At Center For Media & Social Impact, Caty Borum Chattoo reveals the results of a 2016 survey of documentary industry members.
Despite new opportunities for documentary filmmakers and audiences, particular challenges are persistent. Questions about sustainable systems and sources of revenue that can support career-making documentary work continue to plague makers of all kinds. Issues of racial, gender and ethnic diversity – both in terms of the credited makers themselves, as well as the focus of the stories told – continue to challenge the business and art of documentary filmmaking, dispelling the myth that the system of independent documentary filmmaking is markedly distinct from similar circumstances facing scripted Hollywood entertainment in film and on TV. As new audiences continue to discover documentary storytelling across various platforms, tracking industry professionals’ perspectives and lived experiences in the field is a vital pursuit.
At Realscreen, Haitian-born filmmaker Raoul Peck discusses doc financing and his new film about James Baldwin.
"If I can boil it down to one word, it's power. As long as you don't have a black person, a woman, an Asian person or a Latino person who can greenlight a film without having to ask to anyone else, nothing will really change. If you cannot change the power structure, we will have this conversation on and on for the next 60 years."
At Slate, Sam Adams argues that "Peak TV" is responsible for the strange brilliance of IFC's Documentary Now.
As an ever-increasing number of networks and streaming providers try to claim their place at the scripted-content table, Peak TV's embarrassment of riches can tip into straight-up embarrassment. (Any minute now we'll get word of an edgy antihero drama being developed for Nick Jr.) But it's also allowed some exceptionally strange and rare flowers to bloom, shows whose very existence, to say nothing of their success, would have been unimaginable even a few years ago.
The Hollywood Reporter reports on Netflix's Ted Sarandos' response to claims of curtailed creative freedom.
"Our job is to pick the right shows, pick the right storytellers and create an environment where they can do the best work of their life.... Our creative involvement in the shows is collaborative and always invited," Sarandos said, sharing what he has impressed on his team: "If you are not collaborating with the show by the time it's in production, then we have failed in some way, if we haven't been invited into the process.
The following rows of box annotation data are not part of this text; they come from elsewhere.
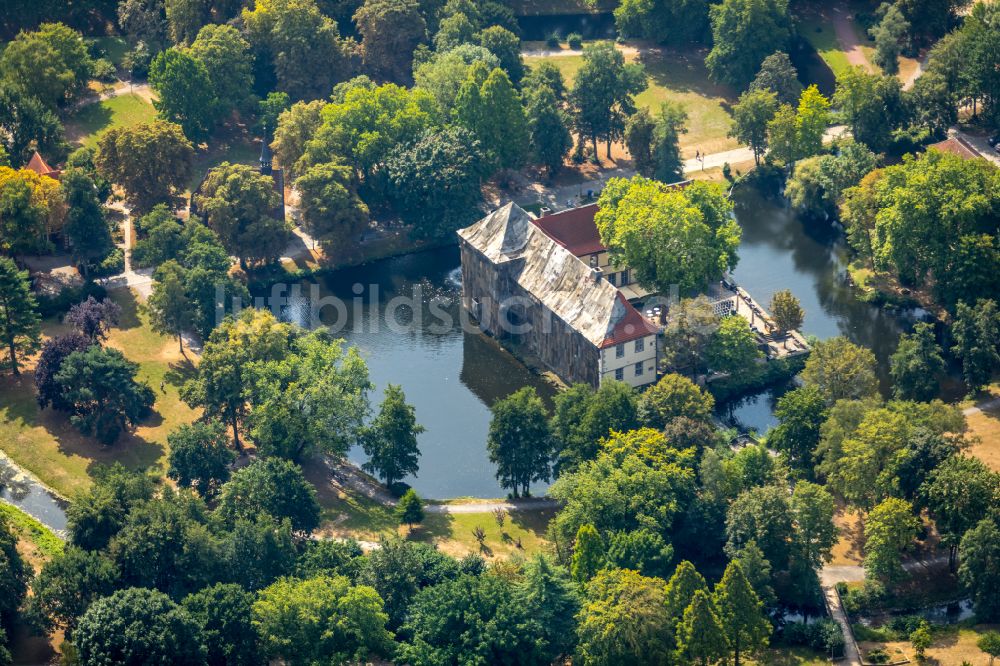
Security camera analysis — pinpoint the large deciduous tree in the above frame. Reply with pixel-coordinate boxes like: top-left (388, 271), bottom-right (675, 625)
top-left (55, 345), bottom-right (155, 444)
top-left (196, 162), bottom-right (289, 269)
top-left (73, 588), bottom-right (205, 666)
top-left (354, 0), bottom-right (427, 84)
top-left (705, 0), bottom-right (791, 89)
top-left (387, 127), bottom-right (486, 238)
top-left (570, 42), bottom-right (646, 159)
top-left (486, 387), bottom-right (552, 497)
top-left (0, 257), bottom-right (41, 375)
top-left (362, 384), bottom-right (424, 486)
top-left (243, 0), bottom-right (351, 100)
top-left (595, 177), bottom-right (740, 293)
top-left (94, 120), bottom-right (194, 212)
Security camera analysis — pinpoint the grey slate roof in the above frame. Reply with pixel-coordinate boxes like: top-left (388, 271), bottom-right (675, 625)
top-left (458, 202), bottom-right (652, 347)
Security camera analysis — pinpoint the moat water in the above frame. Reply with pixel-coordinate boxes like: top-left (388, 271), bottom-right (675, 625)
top-left (274, 189), bottom-right (928, 498)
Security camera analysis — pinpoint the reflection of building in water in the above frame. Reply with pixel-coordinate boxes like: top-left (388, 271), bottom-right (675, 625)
top-left (458, 203), bottom-right (657, 386)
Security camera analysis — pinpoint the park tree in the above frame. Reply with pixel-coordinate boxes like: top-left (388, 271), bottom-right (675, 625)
top-left (549, 448), bottom-right (695, 560)
top-left (677, 590), bottom-right (739, 666)
top-left (181, 308), bottom-right (293, 449)
top-left (0, 515), bottom-right (32, 640)
top-left (118, 0), bottom-right (170, 53)
top-left (28, 546), bottom-right (118, 632)
top-left (770, 289), bottom-right (805, 334)
top-left (387, 127), bottom-right (487, 238)
top-left (640, 374), bottom-right (715, 429)
top-left (455, 63), bottom-right (530, 171)
top-left (475, 25), bottom-right (524, 85)
top-left (189, 23), bottom-right (254, 115)
top-left (357, 537), bottom-right (459, 629)
top-left (958, 519), bottom-right (1000, 622)
top-left (595, 176), bottom-right (741, 293)
top-left (55, 346), bottom-right (155, 445)
top-left (569, 525), bottom-right (607, 585)
top-left (549, 381), bottom-right (639, 466)
top-left (767, 386), bottom-right (827, 474)
top-left (217, 458), bottom-right (319, 533)
top-left (577, 569), bottom-right (672, 666)
top-left (60, 169), bottom-right (114, 277)
top-left (870, 3), bottom-right (910, 74)
top-left (0, 166), bottom-right (66, 256)
top-left (0, 84), bottom-right (67, 166)
top-left (623, 108), bottom-right (656, 178)
top-left (146, 259), bottom-right (193, 353)
top-left (361, 384), bottom-right (425, 487)
top-left (726, 485), bottom-right (794, 571)
top-left (73, 588), bottom-right (206, 666)
top-left (523, 86), bottom-right (573, 178)
top-left (149, 47), bottom-right (221, 143)
top-left (802, 337), bottom-right (878, 405)
top-left (181, 583), bottom-right (261, 664)
top-left (486, 387), bottom-right (552, 498)
top-left (413, 44), bottom-right (500, 113)
top-left (833, 67), bottom-right (906, 152)
top-left (0, 257), bottom-right (41, 375)
top-left (515, 553), bottom-right (580, 663)
top-left (242, 0), bottom-right (350, 100)
top-left (789, 481), bottom-right (838, 571)
top-left (889, 323), bottom-right (945, 401)
top-left (747, 51), bottom-right (802, 104)
top-left (0, 23), bottom-right (93, 109)
top-left (705, 317), bottom-right (764, 377)
top-left (295, 162), bottom-right (368, 247)
top-left (354, 0), bottom-right (427, 84)
top-left (865, 497), bottom-right (920, 581)
top-left (243, 329), bottom-right (372, 460)
top-left (195, 162), bottom-right (289, 270)
top-left (729, 88), bottom-right (778, 165)
top-left (705, 0), bottom-right (791, 89)
top-left (35, 331), bottom-right (93, 411)
top-left (167, 420), bottom-right (236, 498)
top-left (297, 82), bottom-right (440, 189)
top-left (713, 561), bottom-right (771, 666)
top-left (94, 120), bottom-right (194, 213)
top-left (399, 574), bottom-right (553, 666)
top-left (396, 488), bottom-right (424, 530)
top-left (920, 455), bottom-right (1000, 571)
top-left (951, 300), bottom-right (1000, 393)
top-left (63, 296), bottom-right (122, 344)
top-left (252, 574), bottom-right (392, 663)
top-left (270, 99), bottom-right (327, 180)
top-left (569, 42), bottom-right (647, 160)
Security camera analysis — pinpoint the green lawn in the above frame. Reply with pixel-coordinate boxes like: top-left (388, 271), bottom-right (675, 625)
top-left (0, 290), bottom-right (197, 496)
top-left (66, 93), bottom-right (156, 147)
top-left (525, 45), bottom-right (739, 157)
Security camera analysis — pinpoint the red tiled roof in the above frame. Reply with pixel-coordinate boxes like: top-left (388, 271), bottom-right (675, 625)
top-left (928, 136), bottom-right (981, 160)
top-left (601, 292), bottom-right (657, 349)
top-left (534, 204), bottom-right (607, 257)
top-left (25, 150), bottom-right (62, 179)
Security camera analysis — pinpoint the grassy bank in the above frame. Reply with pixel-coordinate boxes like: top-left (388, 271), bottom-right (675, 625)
top-left (524, 42), bottom-right (739, 158)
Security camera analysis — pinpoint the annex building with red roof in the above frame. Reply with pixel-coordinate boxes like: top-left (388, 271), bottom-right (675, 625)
top-left (458, 203), bottom-right (659, 387)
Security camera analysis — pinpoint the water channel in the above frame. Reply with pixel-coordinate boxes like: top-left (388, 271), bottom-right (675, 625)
top-left (266, 188), bottom-right (928, 498)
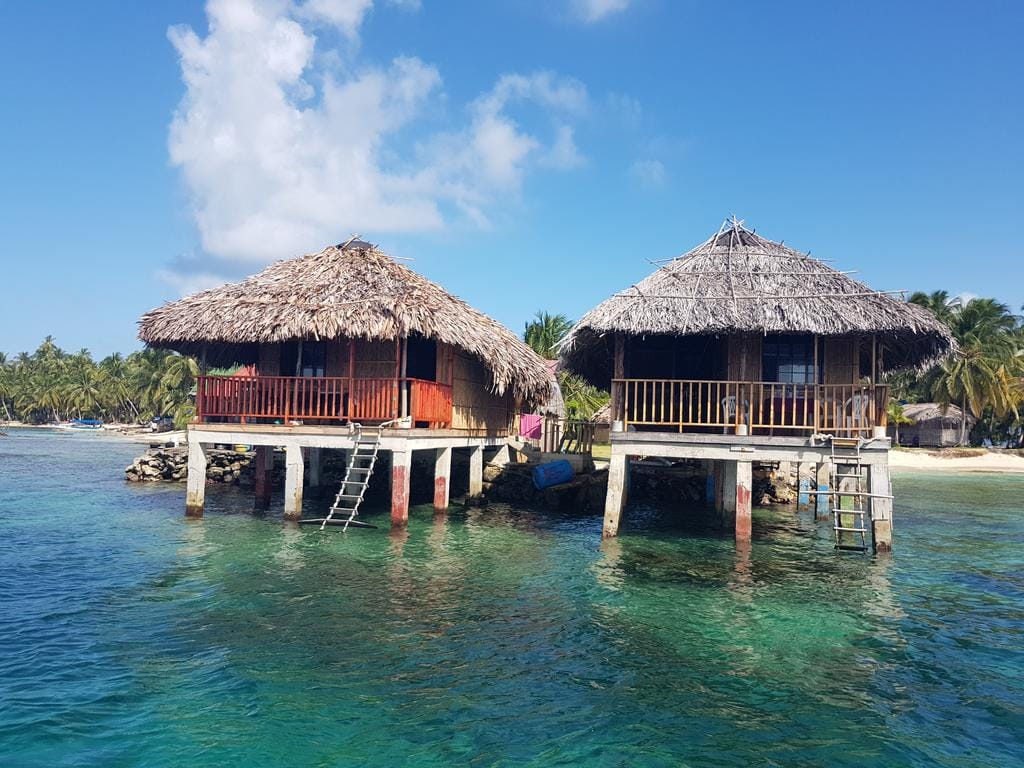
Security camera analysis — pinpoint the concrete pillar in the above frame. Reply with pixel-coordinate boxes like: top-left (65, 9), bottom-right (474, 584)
top-left (814, 462), bottom-right (831, 519)
top-left (487, 445), bottom-right (512, 467)
top-left (285, 445), bottom-right (305, 520)
top-left (735, 462), bottom-right (754, 541)
top-left (391, 451), bottom-right (413, 528)
top-left (601, 453), bottom-right (626, 539)
top-left (253, 445), bottom-right (273, 509)
top-left (797, 462), bottom-right (816, 507)
top-left (306, 449), bottom-right (322, 488)
top-left (722, 461), bottom-right (737, 530)
top-left (868, 464), bottom-right (893, 552)
top-left (469, 445), bottom-right (483, 498)
top-left (434, 446), bottom-right (452, 512)
top-left (185, 439), bottom-right (206, 517)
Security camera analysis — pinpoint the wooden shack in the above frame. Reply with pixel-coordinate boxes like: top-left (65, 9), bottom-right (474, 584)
top-left (561, 218), bottom-right (954, 549)
top-left (139, 240), bottom-right (551, 525)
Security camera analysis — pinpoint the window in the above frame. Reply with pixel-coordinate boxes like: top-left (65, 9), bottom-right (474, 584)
top-left (762, 336), bottom-right (818, 384)
top-left (299, 341), bottom-right (327, 376)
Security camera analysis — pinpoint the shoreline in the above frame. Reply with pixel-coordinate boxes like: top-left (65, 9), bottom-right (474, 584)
top-left (889, 449), bottom-right (1024, 473)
But we don't impose ourselves on the process creatively."
At The Intercept, Naomi LaChance reports that an Arkansas lawmaker who helped pass a state law protecting people who film police was himself arrested while filming Little Rock police.
Arrests for filming are actually becoming less common, said Jay Stanley, senior policy analyst at the ACLU. "The long time that it took police officers to recognize this right was in many ways an indictment of police management. It also shows that photography is a form of power," he told the Intercept.
"The level of "ridiculous authenticity" behind the show's execution goes as far as hunting down the original camera lenses used by Robert Flaherty in the 1920s for one episode, while exquisitely mimicking the Maysles brothers' 1970s editing rhythm and 16mm aesthetic in another. While doc buffs everywhere might be completely tuned in to the entire breadth of each episode's broader joke, we were interested in whether these parodies would jibe with a wider audience. We reached out to series co-director Rhys Thomas to discuss audience comprehension, and what to expect from arguably one of the most niche series on television today."